Put it this way. Poet Robert Graves, in his generally sympathetic introduction to a translation of the Morte D'Arthur pointed out a reason for his popularity beyond Wales may have been that he rode a horse and hated the Saxons. Now the Plantagenets, who ruled that part of England and France where he became popular, were Normans who had conquered Saxons and rode horses. They picked up the tales, apparently, from the Bretons, who were basically Celts who had fled Britain with the Saxon Invasion -- in other words, though this oversimplifies, displaced Welshmen.
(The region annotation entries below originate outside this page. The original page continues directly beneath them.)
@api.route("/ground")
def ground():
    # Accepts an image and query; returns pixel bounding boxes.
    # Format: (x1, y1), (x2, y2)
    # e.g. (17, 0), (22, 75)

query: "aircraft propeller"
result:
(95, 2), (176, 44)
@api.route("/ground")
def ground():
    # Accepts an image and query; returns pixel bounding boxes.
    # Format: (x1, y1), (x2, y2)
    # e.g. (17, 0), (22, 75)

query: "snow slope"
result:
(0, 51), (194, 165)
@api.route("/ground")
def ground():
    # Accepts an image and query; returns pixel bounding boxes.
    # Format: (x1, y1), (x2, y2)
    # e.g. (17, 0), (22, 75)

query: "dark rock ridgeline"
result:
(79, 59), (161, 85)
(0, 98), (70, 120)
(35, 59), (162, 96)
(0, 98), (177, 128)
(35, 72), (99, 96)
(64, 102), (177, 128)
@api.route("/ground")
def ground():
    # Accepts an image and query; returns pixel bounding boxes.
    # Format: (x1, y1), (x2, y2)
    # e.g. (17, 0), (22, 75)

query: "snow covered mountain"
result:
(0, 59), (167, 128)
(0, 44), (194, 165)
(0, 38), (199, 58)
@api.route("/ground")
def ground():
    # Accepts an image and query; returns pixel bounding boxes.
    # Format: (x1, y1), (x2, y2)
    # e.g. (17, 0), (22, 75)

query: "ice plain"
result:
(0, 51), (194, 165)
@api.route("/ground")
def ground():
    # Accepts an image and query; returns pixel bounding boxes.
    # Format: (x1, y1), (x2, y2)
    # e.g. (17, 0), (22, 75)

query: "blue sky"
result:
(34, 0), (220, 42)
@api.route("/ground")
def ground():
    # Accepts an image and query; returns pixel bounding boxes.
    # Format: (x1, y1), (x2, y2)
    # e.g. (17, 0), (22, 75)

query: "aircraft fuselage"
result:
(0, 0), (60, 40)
Anyhow since Plantagenet times Arthur and his Knights have been held up as exemplars of how the ruling class should behave. This was in fact the whole nature of the stories until Tennyson's Idylls of the King, which was both a continuation of it in modern times and a transition to modern views of him.
The character has been revised, thoroughly, many times since his days as a folk hero for the welsh as this old poem will show:
http://www.lib.rochester.edu/camelot/annwn.htm
reconciling THAT Arthur with the one in Sir Thomas Mallory or Wolfram Von Eschenbach even would be very difficult and Marion Zimmer Bradley or Mary Stewart? Hah.
In a very real sense people are saying openly what many people have felt throughout modern history, and Monty Python and the Holy Grail essentially appeared at a moment where the British could face class resentments in ALL their myths. As the Harry Potter books show, class distinctions are alive and well in Britain, and you have to understand Arthur and Robin Hood as opposite exemplars -- Arthur is about the justice of the Ruling Class while Robin Hood is about the defense of the realm from its corruption.
There is not much left of Arthur in ANY conventional tales. For more than a thousand years he has been the vehicle for the propaganda of the ruling classes. Remember that.